Merk’s head of aquaculture, Dr Chris Beattie, will take up a position as Akva’s regional business director North America and Australasia on 1 September.

Dr Chris Beattie

Dr Beattie will be responsible for the ongoing development of the Akva group's organisations in North America and Australasia and will support the ongoing growth and development of the business in these regions.

Dr Beattie has over 20 years of international experience in the aquaculture industry. Starting as a field technical advisor with Skretting in Scotland in 1999, he worked closely with customers in the field on projects including feed management, growth improvement and training. He relocated to Canada with Skretting in 2005, progressing through roles of increasing responsibility, including product and sales management. Assuming the position of general manager for Skretting North America in 2010, his team introduced high-performance feeds to the Canadian market, integrated an acquired US feed business and pioneered a unique feed logistics solution in support of the rapidly developing Newfoundland aquaculture sector.
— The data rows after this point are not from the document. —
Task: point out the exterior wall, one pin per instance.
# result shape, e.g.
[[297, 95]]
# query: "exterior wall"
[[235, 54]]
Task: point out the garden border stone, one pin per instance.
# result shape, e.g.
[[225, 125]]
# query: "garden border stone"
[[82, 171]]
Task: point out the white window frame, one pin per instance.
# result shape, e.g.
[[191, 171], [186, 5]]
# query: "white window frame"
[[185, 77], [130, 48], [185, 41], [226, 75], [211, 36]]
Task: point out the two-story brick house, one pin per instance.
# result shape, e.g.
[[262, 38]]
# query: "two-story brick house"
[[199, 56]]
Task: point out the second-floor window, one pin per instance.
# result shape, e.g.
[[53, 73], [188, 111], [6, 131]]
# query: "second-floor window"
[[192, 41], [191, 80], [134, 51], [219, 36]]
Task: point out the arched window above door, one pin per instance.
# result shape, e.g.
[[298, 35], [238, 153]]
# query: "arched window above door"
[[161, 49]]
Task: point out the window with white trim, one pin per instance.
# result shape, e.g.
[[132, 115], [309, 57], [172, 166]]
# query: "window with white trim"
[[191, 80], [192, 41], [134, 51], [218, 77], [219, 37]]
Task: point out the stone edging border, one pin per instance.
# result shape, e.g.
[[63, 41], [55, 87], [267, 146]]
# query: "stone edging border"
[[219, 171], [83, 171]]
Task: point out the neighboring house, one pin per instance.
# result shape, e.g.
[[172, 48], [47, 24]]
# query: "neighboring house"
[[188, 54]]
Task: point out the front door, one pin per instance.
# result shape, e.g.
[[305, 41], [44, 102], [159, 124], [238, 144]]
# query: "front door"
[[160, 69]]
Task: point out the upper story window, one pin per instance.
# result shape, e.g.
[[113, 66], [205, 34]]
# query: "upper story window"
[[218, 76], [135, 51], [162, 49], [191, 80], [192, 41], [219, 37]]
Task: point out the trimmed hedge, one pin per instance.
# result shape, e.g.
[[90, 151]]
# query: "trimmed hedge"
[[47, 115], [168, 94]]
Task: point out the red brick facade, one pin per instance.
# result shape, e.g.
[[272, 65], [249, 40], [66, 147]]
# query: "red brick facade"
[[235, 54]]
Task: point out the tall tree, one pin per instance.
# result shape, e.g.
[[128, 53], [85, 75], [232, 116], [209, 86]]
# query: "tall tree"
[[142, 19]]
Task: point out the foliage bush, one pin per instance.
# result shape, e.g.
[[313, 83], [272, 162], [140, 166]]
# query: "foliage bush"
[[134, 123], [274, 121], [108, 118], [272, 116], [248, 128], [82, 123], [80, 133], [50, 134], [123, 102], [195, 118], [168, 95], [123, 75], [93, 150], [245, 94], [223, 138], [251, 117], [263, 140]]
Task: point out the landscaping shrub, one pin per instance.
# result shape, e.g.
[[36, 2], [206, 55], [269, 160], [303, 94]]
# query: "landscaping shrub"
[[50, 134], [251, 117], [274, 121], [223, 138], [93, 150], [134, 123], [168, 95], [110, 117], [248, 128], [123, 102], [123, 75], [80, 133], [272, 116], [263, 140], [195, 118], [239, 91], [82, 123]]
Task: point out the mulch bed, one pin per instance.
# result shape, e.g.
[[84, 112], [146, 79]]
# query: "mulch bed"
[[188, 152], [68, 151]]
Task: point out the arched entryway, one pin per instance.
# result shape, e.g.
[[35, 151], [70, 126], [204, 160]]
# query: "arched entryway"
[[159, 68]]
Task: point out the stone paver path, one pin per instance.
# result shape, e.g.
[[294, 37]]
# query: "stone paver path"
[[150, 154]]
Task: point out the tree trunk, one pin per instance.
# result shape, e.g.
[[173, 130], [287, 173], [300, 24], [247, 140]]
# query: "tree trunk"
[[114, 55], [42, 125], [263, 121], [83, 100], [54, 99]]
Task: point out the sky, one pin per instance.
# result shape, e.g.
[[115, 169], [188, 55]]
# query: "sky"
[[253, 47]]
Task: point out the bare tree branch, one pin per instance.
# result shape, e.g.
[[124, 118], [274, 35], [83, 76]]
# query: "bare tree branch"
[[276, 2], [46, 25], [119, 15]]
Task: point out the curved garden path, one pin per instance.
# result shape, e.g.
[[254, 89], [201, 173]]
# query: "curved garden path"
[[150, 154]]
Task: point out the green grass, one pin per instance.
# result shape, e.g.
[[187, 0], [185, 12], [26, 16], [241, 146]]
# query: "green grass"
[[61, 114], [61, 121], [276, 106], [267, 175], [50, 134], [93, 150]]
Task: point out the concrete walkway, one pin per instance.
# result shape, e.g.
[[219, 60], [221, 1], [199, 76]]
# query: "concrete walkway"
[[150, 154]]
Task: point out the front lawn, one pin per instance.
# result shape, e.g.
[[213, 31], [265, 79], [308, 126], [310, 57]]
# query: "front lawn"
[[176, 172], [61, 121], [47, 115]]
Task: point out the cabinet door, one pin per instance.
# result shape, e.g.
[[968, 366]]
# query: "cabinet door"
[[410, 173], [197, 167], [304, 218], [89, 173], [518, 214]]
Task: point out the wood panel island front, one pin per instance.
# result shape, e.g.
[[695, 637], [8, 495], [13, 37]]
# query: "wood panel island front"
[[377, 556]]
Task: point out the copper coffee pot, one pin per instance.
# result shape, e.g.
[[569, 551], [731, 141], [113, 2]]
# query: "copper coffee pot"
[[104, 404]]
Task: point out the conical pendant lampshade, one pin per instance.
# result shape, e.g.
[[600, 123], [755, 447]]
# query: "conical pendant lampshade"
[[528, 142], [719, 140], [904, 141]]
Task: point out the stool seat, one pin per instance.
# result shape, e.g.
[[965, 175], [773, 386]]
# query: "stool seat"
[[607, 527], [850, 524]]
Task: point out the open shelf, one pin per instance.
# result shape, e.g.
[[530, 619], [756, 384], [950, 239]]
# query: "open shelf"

He joined Merck Animal Health as head of global aquaculture in 2015, where he was based in Madison, New Jersey. Responsible for developing and executing the global aquaculture strategy, he managed the global marketing and technical service activities of Merck’s aquaculture portfolio including vaccines, anti-infectives and parasiticides. Most recently, he led Merck animal health’s precision aquaculture team, developing computer vision-based machine-learning solutions for aquaculture producers.

He has a degree in marine and freshwater biology from the University of Glasgow and a doctorate in fish physiology from the University of St Andrews. A former board member of the BC Salmon Farmers Association and the Canadian Aquaculture Alliance, he currently sits on the Fisheries and Aquaculture Strategic Advisory Council of Genome BC and volunteers as a business mentor at the University of British Columbia.